Function(F:(xk[3],uk[2])->(xkp1[3]) MXFunction)

In [51]:
opti_MS = Opti()
N = 4
X = opti_MS.variable(N + 1, 3)
U = opti_MS.variable(N, 2)

# Define objective function
f = sumsqr(X) + sumsqr(U)

# Define constraints
for k in range(1, N + 1):
    xkm1, ukm1 = X[k-1, :].T, U[k-1, :].T
    opti_MS.subject_to(X[k, :] == F(xkm1, ukm1).T)
opti_MS.subject_to(X[0, :] == DM([1, 2, 3]).T)
opti_MS.subject_to(X[-1, :] == DM.zeros(3).T)

opti_MS.minimize(f)

In [52]:
opti_MS.solver('ipopt')
sol = opti_MS.solve()

This is Ipopt version 3.14.11, running with linear solver MUMPS 5.4.1.

Number of nonzeros in equality constraint Jacobian...:       70
Number of nonzeros in inequality constraint Jacobian.:        0
Number of nonzeros in Lagrangian Hessian.............:       23

Total number of variables............................:       23
                     variables with only lower bounds:        0
                variables with lower and upper bounds:        0
                     variables with only upper bounds:        0
Total number of equality constraints.................:       18
Total number of inequality constraints...............:        0
        inequality constraints with only lower bounds:        0
   inequality constraints with lower and upper bounds:        0
        inequality constraints with only upper bounds:        0

iter    objective    inf_pr   inf_du lg(mu)  ||d||  lg(rg) alpha_du alpha_pr  ls
   0  0.0000000e+00 3.00e+00 0.00e+00  -1.0 0.00e+00    -  0.00e+00 0.00e+00 

In [53]:
sol.value(U[0, :])

array([-4.28944779, -4.19298955])

In [54]:
assert_array_almost_equal(sol.value(U[0, :]), [-4.2894, -4.1930], decimal=4)
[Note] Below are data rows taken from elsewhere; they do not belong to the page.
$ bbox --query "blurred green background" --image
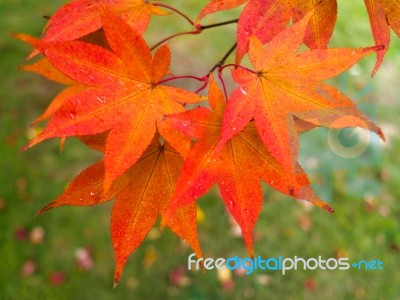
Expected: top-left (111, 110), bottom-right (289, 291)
top-left (0, 0), bottom-right (400, 300)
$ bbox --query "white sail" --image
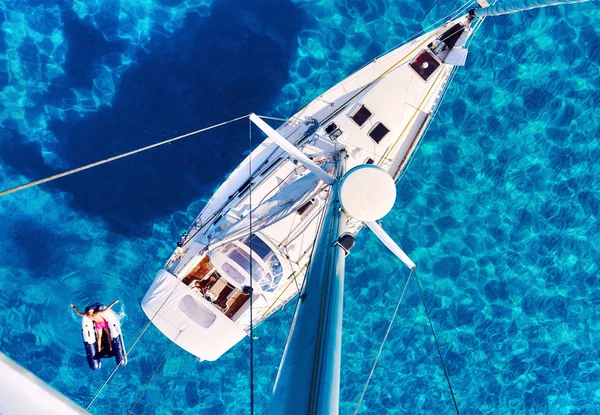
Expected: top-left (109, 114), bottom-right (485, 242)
top-left (142, 14), bottom-right (472, 360)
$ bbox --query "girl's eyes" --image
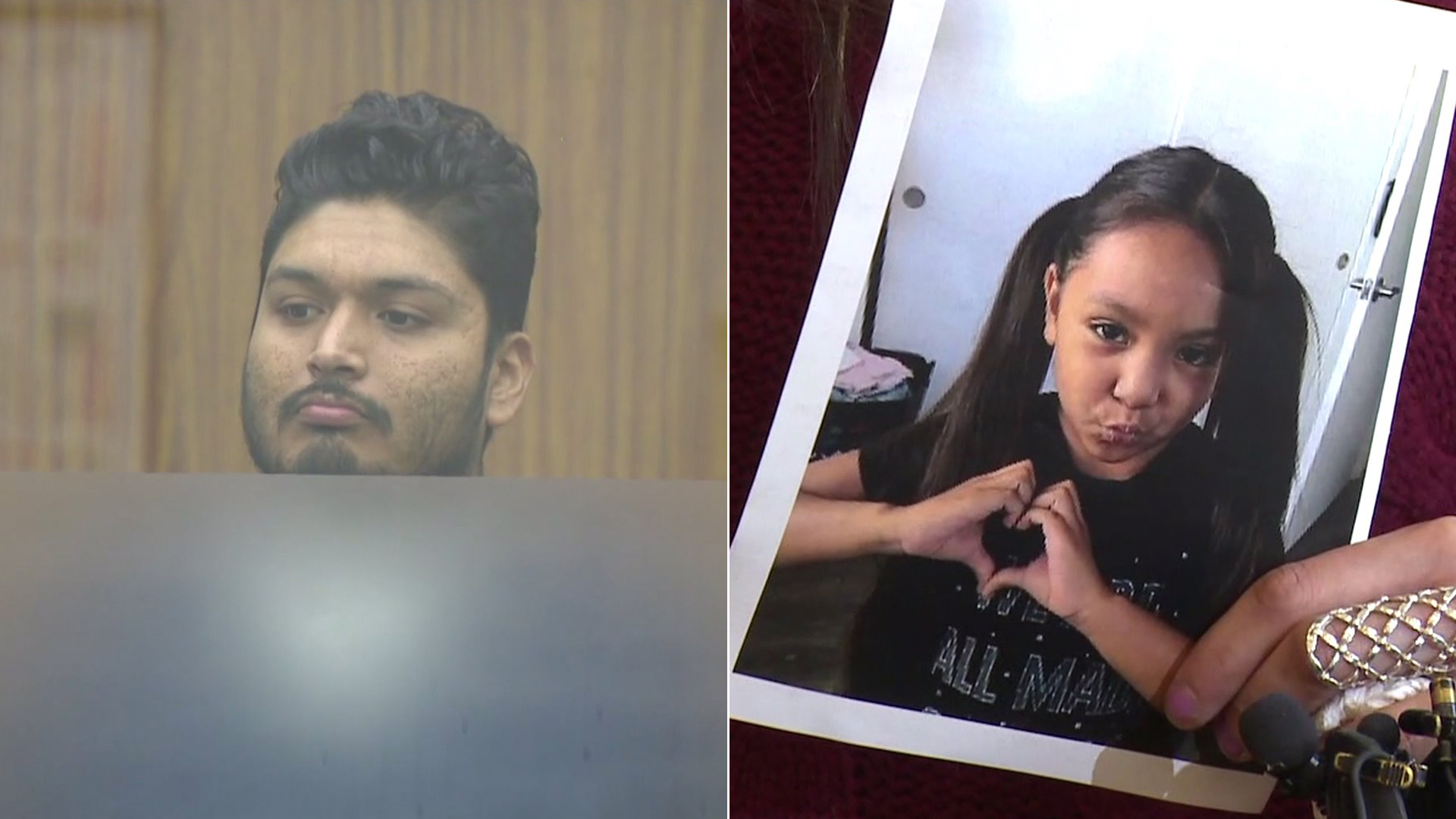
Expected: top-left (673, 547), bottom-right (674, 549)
top-left (1178, 344), bottom-right (1219, 367)
top-left (1092, 322), bottom-right (1127, 344)
top-left (1090, 321), bottom-right (1220, 369)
In this case (linear system, linear constraints, quadratic), single-shooting would be fine, it would converge fast (1 step).
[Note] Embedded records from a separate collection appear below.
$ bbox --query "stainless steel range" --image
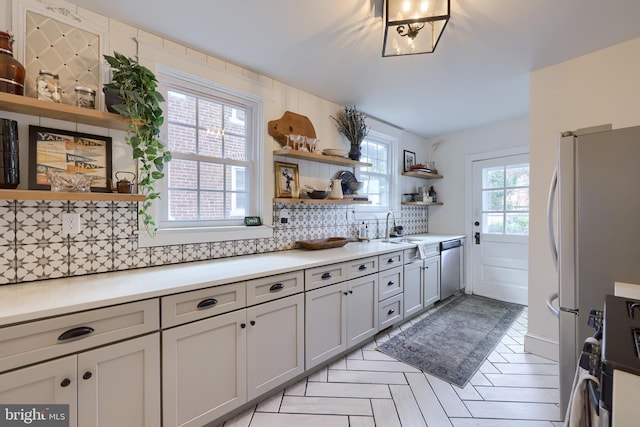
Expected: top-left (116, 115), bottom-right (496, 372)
top-left (600, 295), bottom-right (640, 427)
top-left (565, 295), bottom-right (640, 427)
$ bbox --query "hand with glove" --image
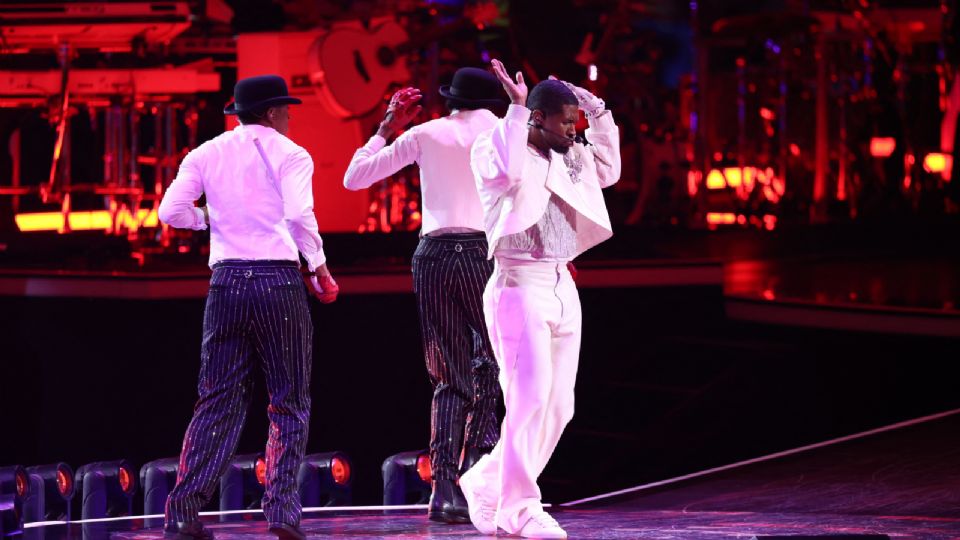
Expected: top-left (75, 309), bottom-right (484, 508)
top-left (307, 264), bottom-right (340, 304)
top-left (550, 75), bottom-right (607, 118)
top-left (377, 87), bottom-right (423, 140)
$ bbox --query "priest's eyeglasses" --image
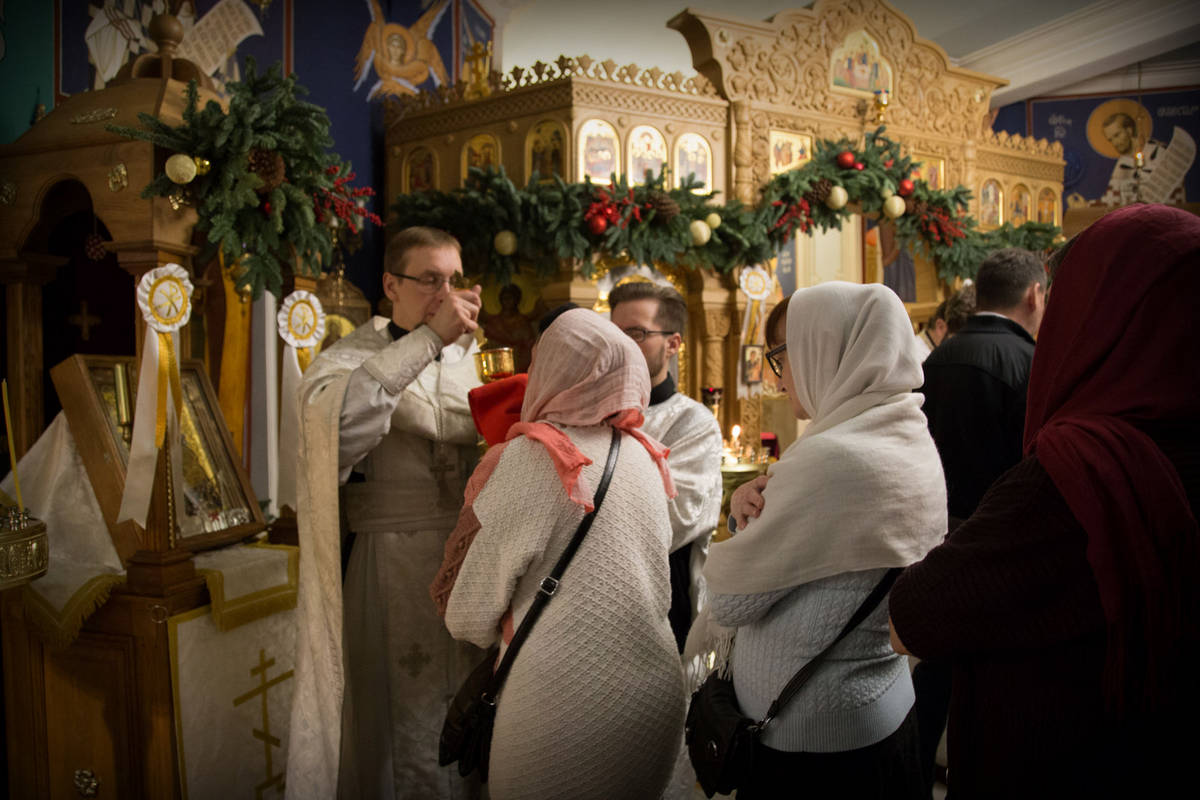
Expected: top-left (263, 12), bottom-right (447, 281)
top-left (623, 325), bottom-right (677, 344)
top-left (392, 272), bottom-right (467, 294)
top-left (767, 342), bottom-right (787, 378)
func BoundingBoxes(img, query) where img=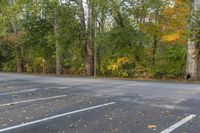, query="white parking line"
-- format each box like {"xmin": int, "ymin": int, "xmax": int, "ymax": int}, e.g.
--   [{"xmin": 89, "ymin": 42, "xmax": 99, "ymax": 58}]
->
[
  {"xmin": 160, "ymin": 115, "xmax": 196, "ymax": 133},
  {"xmin": 0, "ymin": 95, "xmax": 67, "ymax": 107},
  {"xmin": 0, "ymin": 89, "xmax": 38, "ymax": 96},
  {"xmin": 0, "ymin": 102, "xmax": 115, "ymax": 132}
]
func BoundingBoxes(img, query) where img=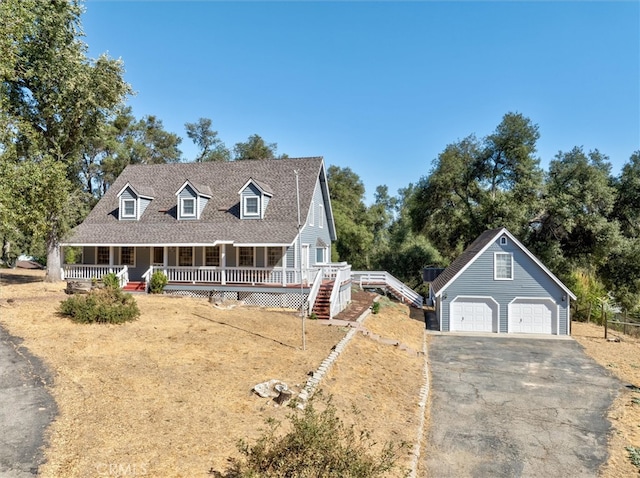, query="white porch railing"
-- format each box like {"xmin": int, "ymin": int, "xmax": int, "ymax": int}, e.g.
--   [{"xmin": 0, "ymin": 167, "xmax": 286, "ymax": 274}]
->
[
  {"xmin": 116, "ymin": 266, "xmax": 129, "ymax": 289},
  {"xmin": 324, "ymin": 262, "xmax": 351, "ymax": 319},
  {"xmin": 351, "ymin": 271, "xmax": 423, "ymax": 308},
  {"xmin": 151, "ymin": 266, "xmax": 315, "ymax": 286},
  {"xmin": 306, "ymin": 269, "xmax": 323, "ymax": 314},
  {"xmin": 62, "ymin": 264, "xmax": 128, "ymax": 280}
]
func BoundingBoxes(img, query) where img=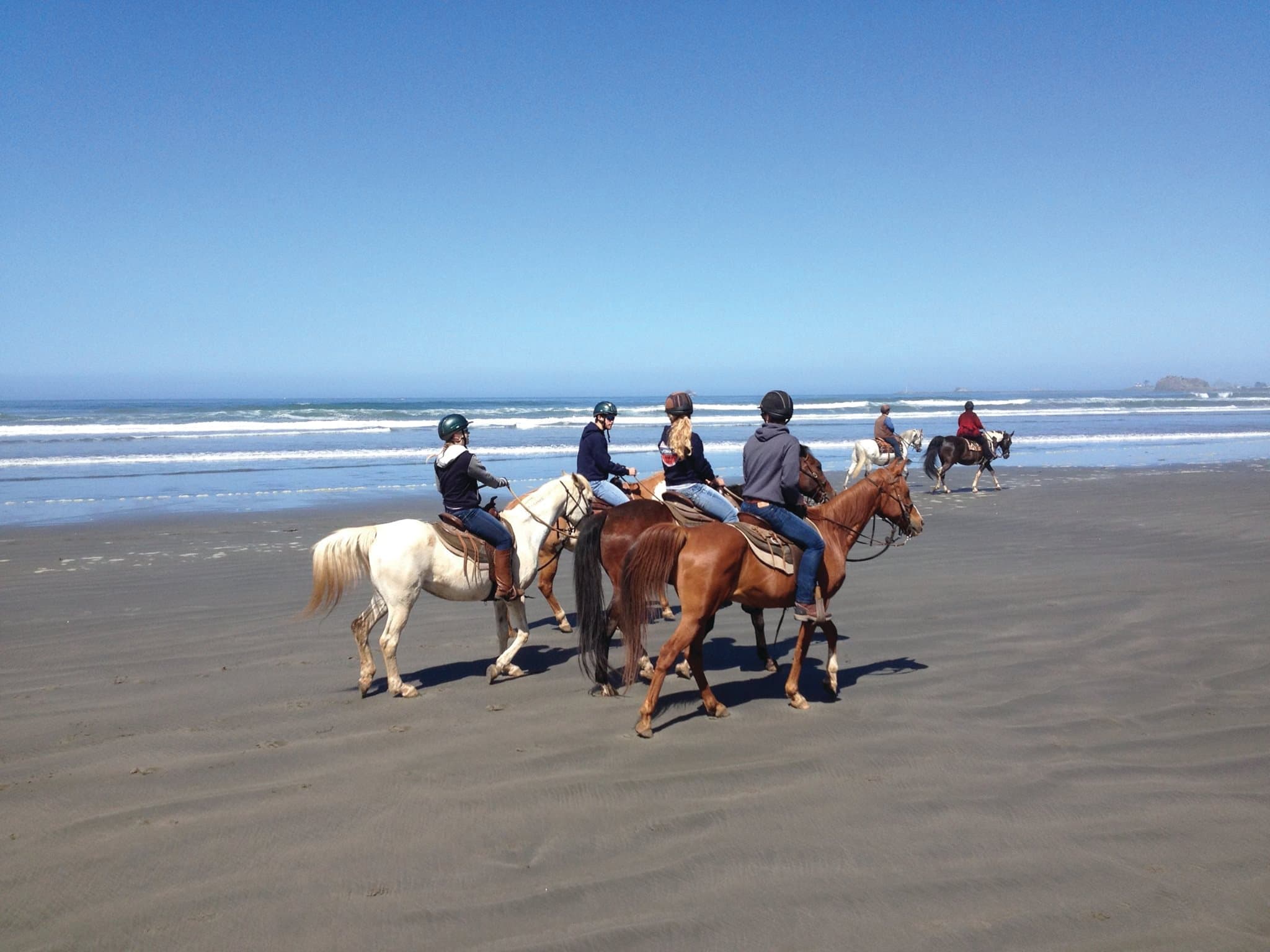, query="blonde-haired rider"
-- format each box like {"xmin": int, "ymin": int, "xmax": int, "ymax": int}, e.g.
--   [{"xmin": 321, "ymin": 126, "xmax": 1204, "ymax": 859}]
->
[{"xmin": 657, "ymin": 391, "xmax": 737, "ymax": 522}]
## 11. System with 100 states

Problem:
 - System has 100 states
 - 1 control action
 - Stable dynamics
 - $\frac{\partial{F}}{\partial{x}}$ is dense
 - No path constraints
 - $N = 10000$

For single-shooting, the KKT matrix would be 10,000 blocks of size (100x100) on the diagonal (i.e. 1,000,000 x 1,000,000)!

Multiple-shooting is best because $N$ is high and dynamics are complex.  However, path constraint means that there will be 10,000 additional constraints.